Sunday, December 18, 2011

7 Surprise Twists I’d Rather Live Without

7 Surprise Twists I’d Rather Live Without [or The Airing of Grievances, Literary Style]
Rebecca Joines Schinsky , posted on December 14, 2011 in Humor, Opinion

Dear Elizabeth Kostova: this would have been a better reveal.
A truly surprising surprise twist—the kind that makes you gasp or clutch your pearls or reexamine everything you thought you knew about a book—is a thing of beauty, especially when you’re the kind of reader for whom suspending disbelief doesn’t come so naturally. (Who’s with me?)

When it works, I can love it, but in general, I am not a fan of the surprise twist, be it a reversal at the ending or a mid-plot change-up. It often seems lazy, a “give ‘em the old razzle-dazzle” approach to distracting readers from a lack of substance, and when done poorly, it can ruin a book for me. And let’s be honest, there are some surprise twist conceits so played out and/or impossible to pull off that no writer should use them again, ever. I propose we start with these. Be warned: I’m spoiling the surprises in half a dozen books here.

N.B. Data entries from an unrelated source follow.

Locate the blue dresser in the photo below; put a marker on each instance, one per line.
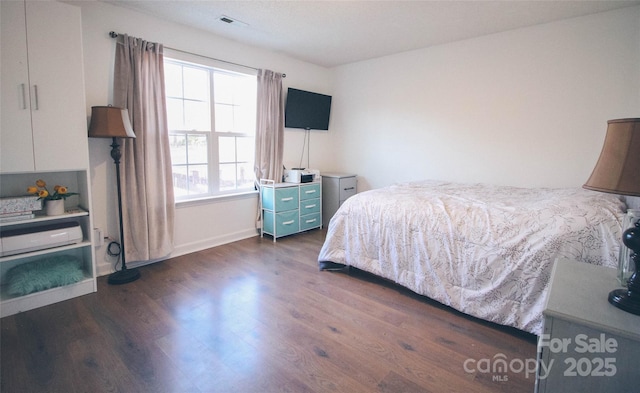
(289, 208)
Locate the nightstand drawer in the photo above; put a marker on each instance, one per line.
(310, 191)
(285, 199)
(309, 221)
(286, 223)
(309, 206)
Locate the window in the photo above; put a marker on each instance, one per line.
(212, 120)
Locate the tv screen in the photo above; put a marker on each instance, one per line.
(307, 110)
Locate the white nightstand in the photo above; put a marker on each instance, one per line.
(337, 187)
(588, 345)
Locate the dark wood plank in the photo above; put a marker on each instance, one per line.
(254, 316)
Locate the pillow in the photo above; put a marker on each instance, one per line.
(43, 274)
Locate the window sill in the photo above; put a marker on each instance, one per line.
(215, 199)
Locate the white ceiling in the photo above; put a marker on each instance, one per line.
(332, 33)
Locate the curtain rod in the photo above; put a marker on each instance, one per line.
(113, 34)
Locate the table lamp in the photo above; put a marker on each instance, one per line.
(618, 172)
(113, 122)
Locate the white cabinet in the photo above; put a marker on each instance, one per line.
(588, 345)
(43, 124)
(43, 135)
(78, 209)
(337, 187)
(289, 208)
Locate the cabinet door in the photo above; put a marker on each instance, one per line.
(56, 76)
(16, 139)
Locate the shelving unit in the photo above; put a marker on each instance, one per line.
(77, 210)
(43, 130)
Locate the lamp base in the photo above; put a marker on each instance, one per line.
(123, 276)
(624, 300)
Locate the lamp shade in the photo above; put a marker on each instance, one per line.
(618, 168)
(110, 122)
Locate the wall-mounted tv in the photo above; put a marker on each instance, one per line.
(308, 110)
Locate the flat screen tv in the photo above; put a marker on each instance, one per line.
(307, 110)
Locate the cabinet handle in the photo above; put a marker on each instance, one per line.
(24, 96)
(35, 93)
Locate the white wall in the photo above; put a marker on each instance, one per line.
(526, 107)
(198, 225)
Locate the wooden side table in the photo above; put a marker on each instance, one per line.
(588, 345)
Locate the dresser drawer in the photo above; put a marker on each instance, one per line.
(309, 206)
(310, 191)
(310, 221)
(286, 223)
(285, 198)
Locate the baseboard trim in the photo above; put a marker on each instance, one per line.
(105, 268)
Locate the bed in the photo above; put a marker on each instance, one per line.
(484, 250)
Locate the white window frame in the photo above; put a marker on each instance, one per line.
(213, 136)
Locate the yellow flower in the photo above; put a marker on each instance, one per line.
(59, 192)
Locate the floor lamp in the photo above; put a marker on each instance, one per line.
(618, 171)
(113, 122)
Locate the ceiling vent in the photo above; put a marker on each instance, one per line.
(231, 21)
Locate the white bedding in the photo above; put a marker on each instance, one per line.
(484, 250)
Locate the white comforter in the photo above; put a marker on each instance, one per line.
(484, 250)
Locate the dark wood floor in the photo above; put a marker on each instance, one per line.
(254, 316)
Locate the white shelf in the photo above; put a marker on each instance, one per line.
(14, 305)
(41, 216)
(45, 251)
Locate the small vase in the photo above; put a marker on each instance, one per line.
(54, 207)
(625, 264)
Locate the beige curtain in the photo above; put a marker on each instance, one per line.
(147, 188)
(269, 127)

1. The Parent Switcheroo – This one boils down to: if I have to read one more story in which it turns out that the sister/aunt/close-family-friend is actually the main character’s mother, I’m going to flip a biscuit. That’s Southern for “rethink that whole ‘book burning is bad’ policy.”

2. The “Dracula lives!”–Oh, Elizabeth Kostova. I wanted to love The Historian. Really, I did. It has the story-within-a-story thing that happens to be one of my personal literary kryptonites AND an epistolary structure that pressed a bunch of my happy buttons. Aside from the fact that it was a couple hundred pages too long, it was a good idea. But then it turns out that not only is Dracula really still alive, he’s also ridiculously easy to kill? I was born at night, but not last night.

3. The “They were lovers!”—Favored by soap operas the world over, this surprise inevitably cheapens a story. I’ve encountered it several times, but Naseem Rakha’s The Crying Tree, which had a lot going for it at the start, is the most recent offender I’ve found. It’s about a couple whose son was killed several years prior, and the mother reaches out to her son’s convicted killer as his execution date approaches. They forge a relationship that teaches them both about healing and forgiveness, and Rakha manages to address questions about the morality of capital punishment without being preachy. No easy feat, that.

The book is a little heavy handed but generally quite fine, and THEN! Then it goes off the rails when we find out that the killer was actually the son’s lover and (double surprise!) the son was secretly gay. This particular use of the “They Were Lovers!” twist is even more egregious because Rakha telegraphs it at least a hundred pages before it is revealed. And I don’t think I only picked up on that because I paid a lot of attention to the lessons about foreshadowing in high school. It was so completely unnecessary and maddening that it’s now the only thing I really recall about this book, and that’s too bad, mmkay.